Johnny was carrying two boxes, one on top of the other, his foot struggling to keep the door open. Jesse jumped up and held the door for him as a waitress rushed over and took the top box away.
”Thank you, Sally.”
“No problem,” she cooed, her blonde hair flowing as she walked into the kitchen with the box.
Johnny straightened his stance and turned his head to look at Jesse. His eyes widened in recognition. “It’s you.”
Jesse let go of the door, and quickly backed away. “Yeah, remember me, huh?”
“Hell, how could I forget you? You turned down my famous peach cobbler.”
Jesse bit down on his bottom lip, not knowing what to say to that.
“You want some now?”
“It’s not Tuesday.”
Johnny laughed out loud, his eyes glistening, bewitching Jesse with the sheer brightness of them. His long black hair was something Jesse wanted to feel between his fingers.
“No… it’s not Tuesday, but I bet I can find you some if you’re willing to wait a while.”
“Okay.” Jesse’s heart was thumping so hard in his chest, he thought he was going to pass out.
“In the meantime, why don’t you have the daytime special, cobbler for dessert?”
Jesse nodded, and would find out eventually that Johnny went into the kitchen and made a peach cobbler from scratch, just for him, even though it wasn’t Tuesday.
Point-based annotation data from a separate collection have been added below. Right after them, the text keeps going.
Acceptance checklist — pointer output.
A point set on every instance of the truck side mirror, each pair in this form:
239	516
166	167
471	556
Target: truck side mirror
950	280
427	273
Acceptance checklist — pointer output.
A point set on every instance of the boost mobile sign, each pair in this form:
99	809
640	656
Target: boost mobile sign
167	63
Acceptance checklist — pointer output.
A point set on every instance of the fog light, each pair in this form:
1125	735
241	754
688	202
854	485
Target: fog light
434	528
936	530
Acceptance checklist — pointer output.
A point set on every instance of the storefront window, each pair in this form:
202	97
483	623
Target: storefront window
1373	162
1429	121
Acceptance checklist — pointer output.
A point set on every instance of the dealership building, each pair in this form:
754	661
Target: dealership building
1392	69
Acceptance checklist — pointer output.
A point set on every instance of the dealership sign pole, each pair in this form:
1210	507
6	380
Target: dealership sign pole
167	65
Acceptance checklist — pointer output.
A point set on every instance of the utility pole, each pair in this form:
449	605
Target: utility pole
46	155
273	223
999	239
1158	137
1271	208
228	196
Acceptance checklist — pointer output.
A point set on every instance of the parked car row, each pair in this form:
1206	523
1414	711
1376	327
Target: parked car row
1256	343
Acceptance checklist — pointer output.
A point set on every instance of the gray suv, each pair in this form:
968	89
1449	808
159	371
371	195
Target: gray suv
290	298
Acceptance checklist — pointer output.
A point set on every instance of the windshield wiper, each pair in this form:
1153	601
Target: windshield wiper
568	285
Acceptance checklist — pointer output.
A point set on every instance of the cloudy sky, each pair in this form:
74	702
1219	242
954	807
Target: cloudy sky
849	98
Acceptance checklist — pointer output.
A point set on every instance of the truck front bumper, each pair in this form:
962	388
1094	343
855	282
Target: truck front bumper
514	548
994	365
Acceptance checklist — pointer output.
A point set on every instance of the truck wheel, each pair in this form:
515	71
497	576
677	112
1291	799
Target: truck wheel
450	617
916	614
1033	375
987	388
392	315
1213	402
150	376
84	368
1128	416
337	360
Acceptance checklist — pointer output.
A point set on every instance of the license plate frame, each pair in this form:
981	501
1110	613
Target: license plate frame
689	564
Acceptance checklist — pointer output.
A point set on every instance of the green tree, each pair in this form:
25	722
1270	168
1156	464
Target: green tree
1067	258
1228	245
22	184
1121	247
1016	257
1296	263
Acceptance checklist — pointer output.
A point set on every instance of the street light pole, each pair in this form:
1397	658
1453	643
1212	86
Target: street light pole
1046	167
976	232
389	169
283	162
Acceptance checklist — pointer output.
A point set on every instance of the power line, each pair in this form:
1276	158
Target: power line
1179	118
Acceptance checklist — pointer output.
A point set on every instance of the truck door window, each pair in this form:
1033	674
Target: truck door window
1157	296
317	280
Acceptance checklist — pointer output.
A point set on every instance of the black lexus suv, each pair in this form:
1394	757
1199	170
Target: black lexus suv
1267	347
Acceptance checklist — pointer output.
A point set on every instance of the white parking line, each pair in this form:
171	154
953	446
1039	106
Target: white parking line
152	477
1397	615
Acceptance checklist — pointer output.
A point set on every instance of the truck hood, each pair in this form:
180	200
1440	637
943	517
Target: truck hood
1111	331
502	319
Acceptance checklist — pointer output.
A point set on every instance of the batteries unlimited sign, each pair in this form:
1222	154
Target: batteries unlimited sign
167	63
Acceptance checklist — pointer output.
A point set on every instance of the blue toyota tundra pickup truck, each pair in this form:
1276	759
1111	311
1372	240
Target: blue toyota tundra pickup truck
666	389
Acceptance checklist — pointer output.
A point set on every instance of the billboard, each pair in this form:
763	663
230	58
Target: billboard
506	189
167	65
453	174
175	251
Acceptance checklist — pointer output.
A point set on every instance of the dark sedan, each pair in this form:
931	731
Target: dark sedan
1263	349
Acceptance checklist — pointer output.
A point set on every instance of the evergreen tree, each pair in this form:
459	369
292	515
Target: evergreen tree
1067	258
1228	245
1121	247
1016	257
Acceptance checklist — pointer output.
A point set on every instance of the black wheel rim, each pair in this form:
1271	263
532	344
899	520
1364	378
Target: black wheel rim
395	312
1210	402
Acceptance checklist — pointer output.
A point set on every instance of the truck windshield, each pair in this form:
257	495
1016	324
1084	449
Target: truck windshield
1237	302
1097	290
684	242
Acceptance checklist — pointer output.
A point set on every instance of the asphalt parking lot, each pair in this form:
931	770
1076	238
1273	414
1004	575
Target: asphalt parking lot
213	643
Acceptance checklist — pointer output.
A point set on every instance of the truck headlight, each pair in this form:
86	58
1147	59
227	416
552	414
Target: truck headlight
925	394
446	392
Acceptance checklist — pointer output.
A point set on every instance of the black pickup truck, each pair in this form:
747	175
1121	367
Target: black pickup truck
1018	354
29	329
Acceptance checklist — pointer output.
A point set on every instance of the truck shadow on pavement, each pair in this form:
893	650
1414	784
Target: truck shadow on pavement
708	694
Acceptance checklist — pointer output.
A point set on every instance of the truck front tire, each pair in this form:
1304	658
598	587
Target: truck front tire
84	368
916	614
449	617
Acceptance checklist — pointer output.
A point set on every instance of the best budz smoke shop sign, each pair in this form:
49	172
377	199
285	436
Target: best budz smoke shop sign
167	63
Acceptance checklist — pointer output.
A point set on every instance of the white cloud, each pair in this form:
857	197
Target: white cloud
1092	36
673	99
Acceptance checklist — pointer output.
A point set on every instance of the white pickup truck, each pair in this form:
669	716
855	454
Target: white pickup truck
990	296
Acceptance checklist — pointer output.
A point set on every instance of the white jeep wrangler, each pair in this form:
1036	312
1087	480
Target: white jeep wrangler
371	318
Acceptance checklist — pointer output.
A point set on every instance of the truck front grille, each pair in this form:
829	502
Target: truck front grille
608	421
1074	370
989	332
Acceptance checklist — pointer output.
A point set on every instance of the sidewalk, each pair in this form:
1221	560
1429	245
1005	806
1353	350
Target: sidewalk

Instead of avoiding Johnny’s diner, he found that he couldn’t wait to get to the place. For four more weeks he would sit at his usual table, at the back, eating his food, and trying to catch glimpses of Johnny every chance he got. He pretended to read the paper, drink his coffee, but his mind was on something else. He was going crazy, never having feelings like this in his life, or maybe, never allowing them to rise to the surface. When Johnny looked his way and smiled, his heart would draw heat from every part of his body, because it felt on fire.
One day, he walked in and sat down. It was quiet, only a couple of people paying up. He’d meant to go in that morning, but the ranch had been busy, and he couldn’t get away. Not having a fix of Johnny in his day was now unthinkable. However, at four o’clock and the place dead, he felt foolish as he sat down. Sally came over, looked to be in her twenties, with a chest the size of two large melons.
“Missed you this mornin’, Jesse.”
“Yeah, doesn’t seem right when I don’t get to see your handsome face in the mornin’.”
She smiled like a Cheshire cat. “Oh, you are a shy one, aren’t you?”
“Guess.” He was beginning to think what a mistake it was busting a gut to get to the diner that day with Sally hitting on him as she was prone to do.
Johnny came out of the kitchen and stopped suddenly when he saw him, a glimmer of a smile playing on his lips before he looked around the diner and frowned a little. “Sally, your lucky day, girl. I’m shutting up early. I have to be someplace.”
She turned and looked at her boss. “Really?”
“Yep, off you go.” Johnny walked over to the front door and turned the sign around to closed and then locked it.